話しているうちに、一人ずつ自分の課題が見えてくる。誰かが責めているわけではない。ただ実際に戦ったからこそ分かる失敗があるのだ。

やがて話題は自然と二体目のアーマーベベアへ移った。

あの出現こそ今日最大の転機だった。

グレンが焚き火越しにレインを見る。

「そういえば結局聞いてなかったな。お前、どうやってあれを連れてきたんだ?」

責める口調ではない。

純粋な疑問だった。

レインは少し考えてから答える。

「近くに村人がいたんだよ。一人で戦うのは危険と分かってるから、取りあえず村人からアーマーベベアを引き離すのに必死だった。戦闘音が聞こえたかそちらに逃げた訳だ」

だがシルヴィアは納得したように頷く。

「その判断自体は間違ってないと思う。私も全力で逃げて仲間を探すもの」

「まあ普通は一人で誘導しようとは思わねぇがな」

ラグナが笑う。

「その辺はお前も大概だ」

周囲から苦笑が漏れる。

レインも否定しなかった。

実際は、殺さぬように誘導するのが面倒だった。

しばらくして再び静寂が戻る。

焚き火の薪が崩れ、火の粉が夜空へ舞い上がった。

その光景を見ながらレオニスは静かに口を開く。

「俺達、少し勘違いしていたのかもしれないな」

誰も聞き返さない。

何を言いたいのか分かるからだ。

「新兵との合同訓練でも結果は出していたし、盗賊討伐も上手くいった。Sクラスへ集められるだけの実力もある。だからどこかで思っていたんだろう。自分達はかなり強いんだってな」

夜風が吹き抜ける。

焚き火が揺れる。

その言葉を否定できる者はいなかった。

「だが今日戦ったアーマーベベアは違った。Dランクであれだ。もしCランクだったらどうなる。Bランクならどうなる。正直、今の俺達じゃ想像もつかない」

村人達は討伐を喜んでいた、確かに守ることはできた。それは誇っていい。しかし戦った本人達だからこそ分かる。

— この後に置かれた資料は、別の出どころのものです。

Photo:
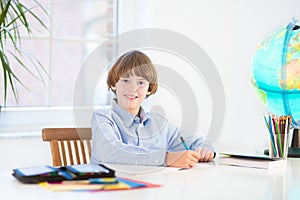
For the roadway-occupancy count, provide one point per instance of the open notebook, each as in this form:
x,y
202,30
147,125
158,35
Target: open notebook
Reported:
x,y
251,161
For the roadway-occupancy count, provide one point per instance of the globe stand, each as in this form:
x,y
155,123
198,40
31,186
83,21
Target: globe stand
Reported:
x,y
294,150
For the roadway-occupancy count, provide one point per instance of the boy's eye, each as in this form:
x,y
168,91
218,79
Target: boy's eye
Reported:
x,y
142,83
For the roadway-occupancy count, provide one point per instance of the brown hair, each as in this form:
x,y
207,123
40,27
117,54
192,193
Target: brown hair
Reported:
x,y
133,63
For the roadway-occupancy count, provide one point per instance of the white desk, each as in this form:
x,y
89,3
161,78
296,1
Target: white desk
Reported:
x,y
213,182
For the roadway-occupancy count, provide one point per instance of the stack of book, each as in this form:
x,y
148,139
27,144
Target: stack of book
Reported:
x,y
86,177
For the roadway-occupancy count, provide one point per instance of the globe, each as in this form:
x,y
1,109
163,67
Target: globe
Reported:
x,y
275,72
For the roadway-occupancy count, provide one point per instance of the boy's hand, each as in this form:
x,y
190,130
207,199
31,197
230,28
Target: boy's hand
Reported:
x,y
205,155
182,159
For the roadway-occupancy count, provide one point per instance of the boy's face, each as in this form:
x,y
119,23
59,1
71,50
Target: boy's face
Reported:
x,y
131,92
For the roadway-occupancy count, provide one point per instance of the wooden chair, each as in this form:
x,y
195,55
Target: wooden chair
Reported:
x,y
69,146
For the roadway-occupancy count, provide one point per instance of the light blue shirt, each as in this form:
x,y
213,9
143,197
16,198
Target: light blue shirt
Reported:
x,y
123,138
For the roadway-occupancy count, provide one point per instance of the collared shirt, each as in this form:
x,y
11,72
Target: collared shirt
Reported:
x,y
121,137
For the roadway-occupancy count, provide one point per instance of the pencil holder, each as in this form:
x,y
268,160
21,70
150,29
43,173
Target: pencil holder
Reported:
x,y
279,129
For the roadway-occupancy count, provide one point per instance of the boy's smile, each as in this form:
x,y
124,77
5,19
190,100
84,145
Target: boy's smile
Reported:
x,y
131,92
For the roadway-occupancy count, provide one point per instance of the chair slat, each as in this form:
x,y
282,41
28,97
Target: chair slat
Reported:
x,y
89,148
70,152
82,152
55,153
76,152
61,148
63,152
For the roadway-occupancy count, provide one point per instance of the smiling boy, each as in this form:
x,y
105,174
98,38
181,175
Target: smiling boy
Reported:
x,y
126,134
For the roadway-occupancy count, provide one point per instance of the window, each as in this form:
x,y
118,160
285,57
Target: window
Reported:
x,y
76,28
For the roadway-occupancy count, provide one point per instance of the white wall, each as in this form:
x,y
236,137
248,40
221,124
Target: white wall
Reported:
x,y
229,31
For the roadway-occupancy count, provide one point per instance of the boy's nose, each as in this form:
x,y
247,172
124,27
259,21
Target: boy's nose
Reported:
x,y
133,87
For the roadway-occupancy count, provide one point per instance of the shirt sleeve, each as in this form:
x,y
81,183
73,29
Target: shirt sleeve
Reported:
x,y
107,146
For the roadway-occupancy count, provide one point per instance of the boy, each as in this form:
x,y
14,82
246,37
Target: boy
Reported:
x,y
126,134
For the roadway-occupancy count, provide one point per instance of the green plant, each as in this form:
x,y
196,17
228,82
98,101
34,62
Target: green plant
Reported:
x,y
15,16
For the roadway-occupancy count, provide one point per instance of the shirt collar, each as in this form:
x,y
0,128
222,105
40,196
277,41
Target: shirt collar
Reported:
x,y
128,118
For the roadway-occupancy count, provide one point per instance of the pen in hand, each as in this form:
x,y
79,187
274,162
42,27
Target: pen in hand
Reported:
x,y
184,144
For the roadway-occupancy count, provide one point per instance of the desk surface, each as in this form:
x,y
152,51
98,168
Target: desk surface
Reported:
x,y
202,182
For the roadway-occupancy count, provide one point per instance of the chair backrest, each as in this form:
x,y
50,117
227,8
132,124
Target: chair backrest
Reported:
x,y
69,146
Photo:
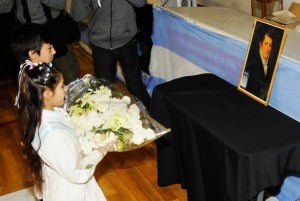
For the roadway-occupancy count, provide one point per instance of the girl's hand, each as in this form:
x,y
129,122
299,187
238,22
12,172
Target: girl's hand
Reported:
x,y
112,146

今日の勝利は圧勝ではない。全員が力を振り絞り、連携し、少しずつ積み上げた結果としてようやく掴んだ勝利だった。

ラグナが薪を火へ放り込む。

「もっと強くならねぇとな」

短い言葉だった。

その言葉こそが、今この場にいる全員の本音だったからである。

一年Sクラスは確かに優秀だ。しかし王国最強ではない。ようやくその入口へ立ったに過ぎない。その事実を胸に刻みながら、生徒達は揺れる焚き火を見つめ続けていた。